Spread of seizures can be suppressed

Sufficient pressure inside the brain could prevent seizures from spreading throughout the brain, Carnegie Mellon researchers have found. This discovery has the potential to completely alter how drug-resistant epilepsy is treated.

Epilepsy is among the most common neurological disorders, affecting young and old people alike. Many seizure disorders exist, but all are considered forms of epilepsy. Although the majority of seizure disorders can be treated with medicine, a few strains of epilepsy are drug-resistant. These strains of epilepsy can only be treated with surgery, where surgeons remove tissue to eliminate or minimize seizures

Dr. Bin He, the Department Head of Biomedical Engineering, and his lab recently published a study in the Annals of Neurology journal alongside researchers from the Mayo Clinic. The study, “Multiple Oscillatory Push-Pull Antagonisms Constrain Seizure Propagation”, describes what may be an important and promising biomarker in the future, finding that focal seizures — seizures which arise from a single point — are able to be regulated by the brain’s push-pull dynamics.
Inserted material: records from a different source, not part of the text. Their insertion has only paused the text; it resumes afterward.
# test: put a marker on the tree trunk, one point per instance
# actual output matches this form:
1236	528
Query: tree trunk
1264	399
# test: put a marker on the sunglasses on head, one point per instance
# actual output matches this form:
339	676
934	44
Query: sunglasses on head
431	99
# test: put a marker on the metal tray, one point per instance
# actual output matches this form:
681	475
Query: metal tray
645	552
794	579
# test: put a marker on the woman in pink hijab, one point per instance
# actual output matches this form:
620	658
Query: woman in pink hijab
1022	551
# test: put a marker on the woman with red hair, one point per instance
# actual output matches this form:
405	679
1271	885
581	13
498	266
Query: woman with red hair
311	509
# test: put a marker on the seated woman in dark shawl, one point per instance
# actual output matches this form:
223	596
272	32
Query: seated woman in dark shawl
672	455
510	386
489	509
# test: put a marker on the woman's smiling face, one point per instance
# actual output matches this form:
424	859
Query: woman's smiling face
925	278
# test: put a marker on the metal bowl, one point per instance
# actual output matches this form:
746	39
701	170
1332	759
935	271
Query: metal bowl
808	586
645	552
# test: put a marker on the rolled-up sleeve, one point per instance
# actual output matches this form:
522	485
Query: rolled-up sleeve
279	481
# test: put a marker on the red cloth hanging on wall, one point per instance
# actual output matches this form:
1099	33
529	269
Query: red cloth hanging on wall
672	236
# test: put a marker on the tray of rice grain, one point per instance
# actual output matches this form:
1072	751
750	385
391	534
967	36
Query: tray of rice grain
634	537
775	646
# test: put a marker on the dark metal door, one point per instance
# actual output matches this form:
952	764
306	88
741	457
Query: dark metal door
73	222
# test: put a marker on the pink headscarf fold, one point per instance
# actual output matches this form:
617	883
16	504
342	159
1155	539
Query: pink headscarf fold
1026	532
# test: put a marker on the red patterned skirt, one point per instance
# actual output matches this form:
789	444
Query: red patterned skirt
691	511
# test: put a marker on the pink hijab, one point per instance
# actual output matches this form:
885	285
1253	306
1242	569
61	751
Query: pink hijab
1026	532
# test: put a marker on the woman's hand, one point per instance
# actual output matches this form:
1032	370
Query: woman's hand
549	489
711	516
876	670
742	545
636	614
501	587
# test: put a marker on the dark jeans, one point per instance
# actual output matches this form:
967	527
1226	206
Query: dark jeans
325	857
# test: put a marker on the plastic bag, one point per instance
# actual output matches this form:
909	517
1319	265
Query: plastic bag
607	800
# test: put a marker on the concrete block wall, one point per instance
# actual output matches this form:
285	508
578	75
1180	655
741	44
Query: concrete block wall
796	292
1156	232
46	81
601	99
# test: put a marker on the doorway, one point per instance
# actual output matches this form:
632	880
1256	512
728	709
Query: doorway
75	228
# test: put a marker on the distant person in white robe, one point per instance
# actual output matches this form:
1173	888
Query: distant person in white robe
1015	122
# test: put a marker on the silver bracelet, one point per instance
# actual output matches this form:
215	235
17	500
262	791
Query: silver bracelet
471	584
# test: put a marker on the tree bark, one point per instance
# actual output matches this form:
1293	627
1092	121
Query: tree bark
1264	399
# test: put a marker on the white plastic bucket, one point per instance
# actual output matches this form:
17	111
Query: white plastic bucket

According to the researchers, an imbalance of excitation-inhibition activity in epileptic networks may allow for the secondary generalization of focal seizures. These researchers speculate that medical professionals could determine whether a seizure will propagate throughout the brain by looking at imbalances between inhibition and excitation of firing of neurons.

"People thought that the spread of seizures mainly depends on where seizures originate in the brain, but the propagation of a seizure is actually regulated by the surrounding tissues, which includes that seizure onset zone. By using an array of electrophysiological recordings, we found that it's not moving outward necessarily; it depends on how much 'pull' a patient receives from the surrounding tissue towards the seizure onset zone, and how much 'push' propagates from the seizure onset zone in the same patient. If that pull is weak, then it's going to spread. If that pull is strong, then we can contain the seizure where it is and prevent it from spreading,” said Dr. He in a press release.

Currently, medical professionals are aware that drug-resistant focal epilepsy is a network disease, where seizures originate at a single point then propagate throughout the entire brain, spreading alongside differing neuron oscillation frequencies. However, the exact manner in which different networks lead to the spreading of focal seizures remains a mystery.

The researchers contrasted fast and slow brain rhythms, as well as many frequencies of brain activity. They analyzed the rhythmic bands of functional networks, performing analyses of how low and high brain rhythms interact. They used a recently popularized technique known as cross-frequency directionality to analyze 24 focal drug-resistant epilepsy patients. In doing so, they discovered that propagation of seizures in the brain is dependent on a so-called push-pull antagonism control mechanism, which may indicate connections in the epileptic network and may also suppress the seizures.

Dr. He explained, "This finding will have important implications, and suggests that future treatment options should consider interventions not only upon seizure onset zones, but also the surrounding tissues. Further delineation of critical network nodes may assist the development of treatments for epilepsy using neuromodulation."